Un bâtiment vitrine de la construction biosourcée
Près de Namur, au cœur de la Wallonie, un curieux bâtiment surmonte des pieux et des troncs d’arbres bruts. C’est UP STRAW, le nouveau bureau du Cluster Eco-Construction dédié au développement de principes constructifs à l’aide de matériaux naturels. Le directeur du Cluster, Hervé-Jacques Poskin, a présenté ce bâtiment tout de bois et de paille qui devient ainsi une vitrine de la construction biosourcée.
Le bâtiment UP STRAW qui loge les bureaux du Cluster Eco-Construction en Wallonie est composé de modules 3D de bois et de paille. Il est bâti sur des pieux pour préserver l’intégrité du sol. – Photo: Denis Vasilov – Architecte : Caroline Broux, architecte associée fondatrice d’Helium3.
Ce n’est pas le premier bâtiment en bois et en paille que compte la Belgique. Mais le concept d’UP STRAW est inédit. Il est composé de modules 3D en bois, préfabriqués en usine, livrés et assemblés au chantier. Mais surtout, l’innovation réside dans la composition des murs de ces modules. Ce sont des caissons de 80 cm d’épaisseur dont les parois sont constituées de demi-grumes d’épicéa simplement torréfiées.
Découpe des grumes d’épicéa et préfabrication des modules du bâtiment UP STRAW dans l’usine du constructeur Mobic. – Photo: Denis Vasilov.
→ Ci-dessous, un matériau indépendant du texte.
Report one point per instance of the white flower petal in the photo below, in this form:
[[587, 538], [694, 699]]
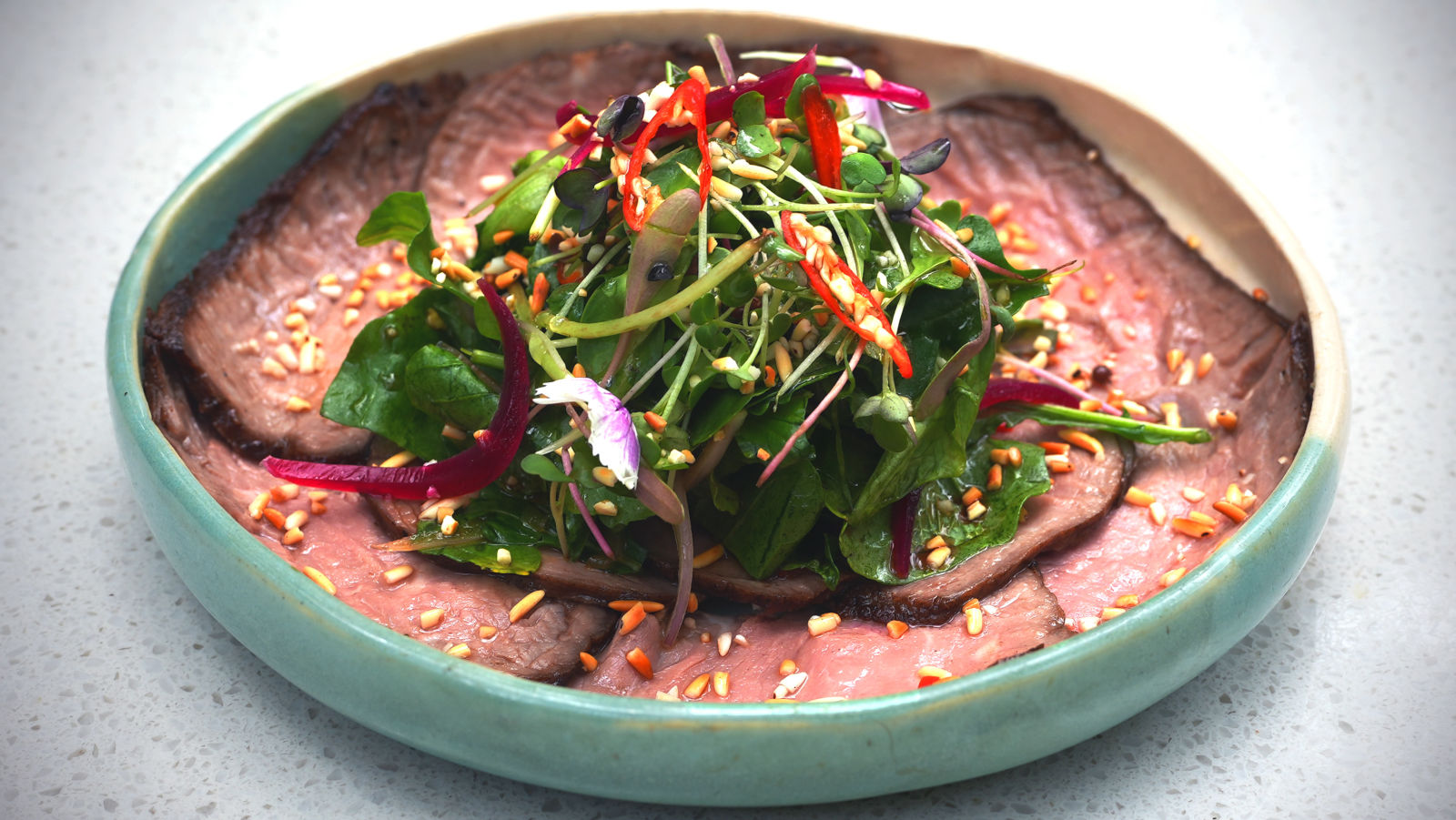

Le volume intérieur, profond de 46 cm, est rempli de paille. De l’isolant Gramitherm constitué d’herbes et présenté lors du Rendez-vous écomatériaux 2018 (FORMES, vol. 14, no 4), est également présent dans les planchers et les cloisons intérieures. Les matériaux et les usines impliquées sont situés dans un rayon de 100 km, mettant à profit les circuits courts de la région. Bois et paille sont évidemment renouvelables et seront recyclables lors de la déconstruction du bâtiment. Auquel cas, même le terrain retrouvera son état initial, car le bâtiment est monté sur pilotis sur des pieux métalliques. « La construction sur pilotis répond aux exigences de déconstruction. Il n’y a pas de fondation de béton et ça permet un retour au sol primaire », explique Hervé-Jacques Poskin. De plus, le sol non imperméabilisé continue d’absorber les eaux de pluie et ne contribue pas aux risques d’inondation (la Wallonie a subi des inondations dramatiques cet été).
Ce bâtiment, au coût de 840 000 euros, a été financé à 60 % par un programme de coopération territoriale européenne Interreg, à 30 % par la Région wallonne et à 10 % par le Cluster. Le chantier a débuté le 15 mars 2021 et seulement 3 mois et demi plus tard, au début juillet, Hervé-Jacques Poskin occupait son bureau. Le bâtiment possède aussi des salles de réunion et d’exposition et des espaces de coworking dont peuvent profiter les entreprises pour se rencontrer, travailler ou organiser des événements. Ce faisant, les visiteurs peuvent ressentir le bien-être et le confort hygrothermique et acoustique générés par les matériaux naturels. Ils ont aussi sous les yeux la démonstration que la construction biosourcée est possible en Wallonie.
Photo: Denis Vasilov
C’est possible, mais à quelle échelle et est-ce reproductible ? « Avec 1 % de la production de paille belge, on peut construire 1 500 maisons », répond Hervé-Jacques Poskin. Il ajoute qu’il se construit entre 10 000 et 15 000 maisons par année en Belgique. Autrement dit, chaque année, 1 % de la paille produite permettrait de construire 10 % des nouvelles maisons. Mais « il ne faut pas penser qu’un écomatériau va sauver la construction », rétorque Hervé-Jacques Poskin. Il enjoint plutôt à miser sur une mixité de matériaux naturels et de solutions pour construire autre chose que ce qu’il appelle « des crachats de béton et de matériaux pétrosourcés ».